By JACK POLLARD
Roommates; everyone has them. Living in close quarters with a friend or complete stranger is an integral part of life at college. The transition of adapting to another person’s schedule and living habits can be challenging, however, and for some people that are forced to change beauty regimens 18 years in the making, it begs the question: Is your roommate bad for your skin? I reached out to the Health Center, the Talley Center and a student in order to find out. Unfortunately, despite both emails and in-office inquiries, the Health Center proved unavailable for comment last week. However, I was able to meet with the Talley Center’s Director, Dr. Tevya Zukor, a practicing clinical psychologist for over 13 years. Zukor is experienced in group therapy, trauma recovery, issues with grief and loss and crisis management.
“I personally believe that having a roommate is one of the most important and greatest developmental milestones of the college experience,” said Zukor. “For many of our students, this is going to be the first time they’ve had a roommate, and the first time they’re having to learn to navigate and share space and resources.”
As everyone quickly finds out, that learning curve can be a challenge. Not only are you having to share space, you’re now having to share in someone else’s life. Not just their possessions, but all their mannerisms and little habits too, not to mention their schedules.
“Many people benefit from the continuity of routine,” said Zukor. “It makes things easier to do; if you’re the kind of person who gets breakfast every morning, or wakes up at the same time each day, you have that thing you know you’re going to do, day in and day out. And for a lot of people, it can be a really helpful thing to start your day with that productivity. However, having a roommate has the potential to disrupt that.”
“All of a sudden,” Zukor continued, “you’re sharing one bathroom with a person and sometimes, they’re using it when you need it. Sometimes, they’re not. Sometimes, they have a class that they’re trying to get to and you’re taking up their time. I have seen so many roommate conflicts over the simple reason that people have class at the same time.”
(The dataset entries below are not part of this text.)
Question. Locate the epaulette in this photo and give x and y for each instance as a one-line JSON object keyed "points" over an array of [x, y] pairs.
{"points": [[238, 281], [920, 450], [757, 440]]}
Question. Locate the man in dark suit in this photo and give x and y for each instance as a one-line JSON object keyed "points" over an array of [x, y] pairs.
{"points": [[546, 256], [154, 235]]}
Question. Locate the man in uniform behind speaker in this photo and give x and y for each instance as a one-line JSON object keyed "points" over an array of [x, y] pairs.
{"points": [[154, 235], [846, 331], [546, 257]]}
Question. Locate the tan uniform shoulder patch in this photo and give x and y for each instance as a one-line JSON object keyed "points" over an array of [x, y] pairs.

Whether your schedules and habits are too similar or too different, Zukor recommends communication as the best solution.
“Roommates can be really disruptive to routine, whether their sleep cycle is different to yours, or there’s too much clutter in the bathroom,” said Zukor. “However, it’s always better to try and anticipate that stuff and have a conversation beforehand. If you have it in the moment, you run the risk of the other person feeling attacked or criticized, and then people get defensive and nothing gets done. Make a plan with your roommate ahead of time.”
Molly Adelsbach, a sophomore English and music double major, offered her perspective on how roommates affect her personal hygiene routine.
“I’ve always had bad skin,” said Adelsbach, “lots of acne scars. It’s better the more often I shower, but when you have all girls living in an apartment, the shower gets really, really cluttered. It can be annoying to reach up to get something and have everything fall over. And hair clogs are ridiculous.”
Adelsbach shared her method of managing schedules with her roommate and suite-mate.
“We all settled into routine fairly easily,” said Adelsbach. “It’s lucky that Angela [my roommate] and I are so well matched, because we’re generally so easy going about a lot of it. It helps that for the most part, our schedules don’t line up because everyone can get in when they need to. However, I do believe that communication is key. The only really tricky thing for me can be Tuesdays and Thursdays because Angela and I both have 9:30 classes. Since she usually does make-up, a lot of times I’ll usually try and get in before her. I don’t want to have to try and rush through my general care routine and I don’t want to rush her through her make-up either.”
Adelsbach noted that she and her roommate were able to work out their system early in the year and achieved a great deal of success with the way they managed their shared routine and schedule. So, is your roommate bad for your skin? The answer is, only if you let them be. Discussinging major issues and planning out your schedules before problems can arise can ensure a smooth transition to sharing space and preserving your well-established routines.
Zukor gave some final words of wisdom. “My biggest take-home from all this: the thing we see most commonly in roommate conflicts is, most of the time, the conflict has escalated to the point it has because both sides have let it build, and neither are wanting to confront the other about it,” said Zukor. “‘I don’t know what to say, I don’t know how to say it, it’s no big deal, I don’t want to bring it up to them first,’ and I get it, of course. But learning to work past and fight that resentment early, to start the conversation usually reveals that your roommate’s as frustrated as you are, and doing so can avoid so many issues in the future.”